In quel “migranti”, invece, ci sono molti paesi, molte culture, molte famiglie, molte persone con idee, emozioni, sentimenti, personalità differenti. Ogni dettaglio di quel “migranti” è un individuo, ogni dettaglio di quel “migranti” è in vita. Ci sono i nostri amici, i nostri compagni, i nostri vicini di casa; ci sono i medici, gli artisti, i meccanici, i maestri, i venditori, gli ingegneri di quest’umanità. Ci siamo noi.”
“Ogni capo recuperato (ne abbiamo presi più possibile, temendo, come è poi accaduto che richiudessero di nuovo la zona) portava i segni del vissuto della persona che lo aveva indossato per questo meritava il massimo del rispetto. Ho scattato le foto nel garage di mia mamma, riadattato a studio, e predisposto il sito per veicolare la mia idea. Ho conservato fino all’ultimo calzino, sottovuoto, perché ho in mente, quando si potrà, di esporre tutto realmente in una sala o in un museo. Da qualche settimana sono visibili nella pagina online che sembra veramente una delle tantissime vetrine virtuali di siti di e-commerce. La confusione è ricercata: ho voluto estremizzare l’idea che si potessero acquistare i vestiti abbandonati dai migranti. In realtà è un modo per non limitarmi solo a denunciare, ma anche fare un piccolo gesto concreto: dal sito si possono fare donazioni direttamente sull’iban di Linea d’ombra.
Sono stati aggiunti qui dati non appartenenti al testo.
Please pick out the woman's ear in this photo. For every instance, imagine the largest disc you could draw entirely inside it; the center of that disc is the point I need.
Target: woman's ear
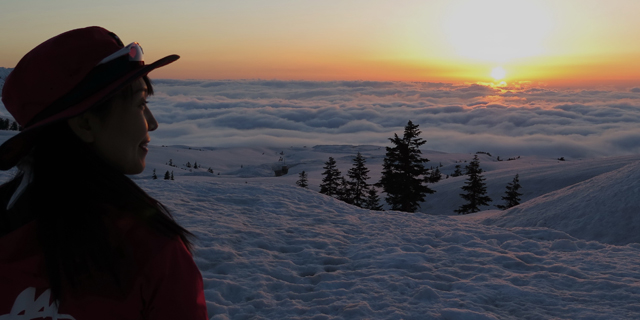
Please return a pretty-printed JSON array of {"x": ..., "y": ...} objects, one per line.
[{"x": 85, "y": 126}]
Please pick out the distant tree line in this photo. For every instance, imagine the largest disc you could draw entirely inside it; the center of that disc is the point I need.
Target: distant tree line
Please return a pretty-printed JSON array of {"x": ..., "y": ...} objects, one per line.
[
  {"x": 405, "y": 179},
  {"x": 12, "y": 125}
]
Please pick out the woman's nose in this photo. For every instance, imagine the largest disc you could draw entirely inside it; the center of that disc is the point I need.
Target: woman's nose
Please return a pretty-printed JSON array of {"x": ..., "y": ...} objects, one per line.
[{"x": 152, "y": 124}]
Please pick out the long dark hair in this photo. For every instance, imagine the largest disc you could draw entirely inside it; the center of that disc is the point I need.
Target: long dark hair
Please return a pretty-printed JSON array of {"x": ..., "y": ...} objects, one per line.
[{"x": 71, "y": 196}]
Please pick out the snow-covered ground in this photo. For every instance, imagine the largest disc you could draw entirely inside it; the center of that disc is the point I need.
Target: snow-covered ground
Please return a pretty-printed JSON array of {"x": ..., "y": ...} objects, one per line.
[{"x": 270, "y": 250}]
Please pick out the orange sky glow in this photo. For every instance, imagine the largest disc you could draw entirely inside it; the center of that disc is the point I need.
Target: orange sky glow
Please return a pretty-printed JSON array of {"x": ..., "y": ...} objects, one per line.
[{"x": 557, "y": 43}]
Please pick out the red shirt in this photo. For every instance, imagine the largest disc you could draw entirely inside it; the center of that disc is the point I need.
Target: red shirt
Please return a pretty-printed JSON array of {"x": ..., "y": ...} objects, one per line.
[{"x": 166, "y": 282}]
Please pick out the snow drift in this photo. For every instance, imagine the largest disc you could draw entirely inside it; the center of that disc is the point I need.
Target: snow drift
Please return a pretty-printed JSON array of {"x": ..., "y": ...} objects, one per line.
[{"x": 605, "y": 208}]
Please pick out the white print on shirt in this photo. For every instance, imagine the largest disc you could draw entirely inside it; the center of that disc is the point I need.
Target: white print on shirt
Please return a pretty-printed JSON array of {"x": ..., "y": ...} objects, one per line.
[{"x": 27, "y": 307}]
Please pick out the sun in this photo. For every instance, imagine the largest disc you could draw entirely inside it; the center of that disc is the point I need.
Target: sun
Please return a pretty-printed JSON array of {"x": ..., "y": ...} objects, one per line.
[{"x": 498, "y": 73}]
“Non c’è stato un indumento che mi abbia colpito più di altri, tantomeno volevo fare un lavoro statistico che da taglie, materiali e consistenza mi permettesse di risalire ad età, provenienze e tipologie di migranti. Devo ammettere che non è stato automatico afferrare lo scarponcino rosa, uno solo, in buono stato, fermo su una rupe. Ecco, se i dati si possono leggere e analizzare, le sensazioni si può solo tentare di evocarle. Non ho affrontato un tema nuovo e sconosciuto: purtroppo, tanti sanno cosa accade vicino ai nostri confini, non possono non vedere. Ho deciso di non mostrare il dolore provato sui corpi, ma farlo arrivare spogliato da questi. L’assenza del corpo non è solo un richiamo al corpo umano che ha indossato quegli abiti, prima che di fretta fossero sfilati da esso per togliere con loro l’odore pregnante del bosco, della paura e del tragitto spesso violento, che ha vissuto; ma è soprattutto un’allusione al corpo privato di valore umano, di diritti e di ruolo sociale. Vorrei che fosse tangibile e visibile al di là dello schermo. Mi informerò anche in Francia per capire come poterla trasformare in mostra reale. Offrire il senso dell’immagine che va oltre la qualità dell’obiettivo e la quantità di pixel.”
La traccia volante: fai con quello che hai, ma fai.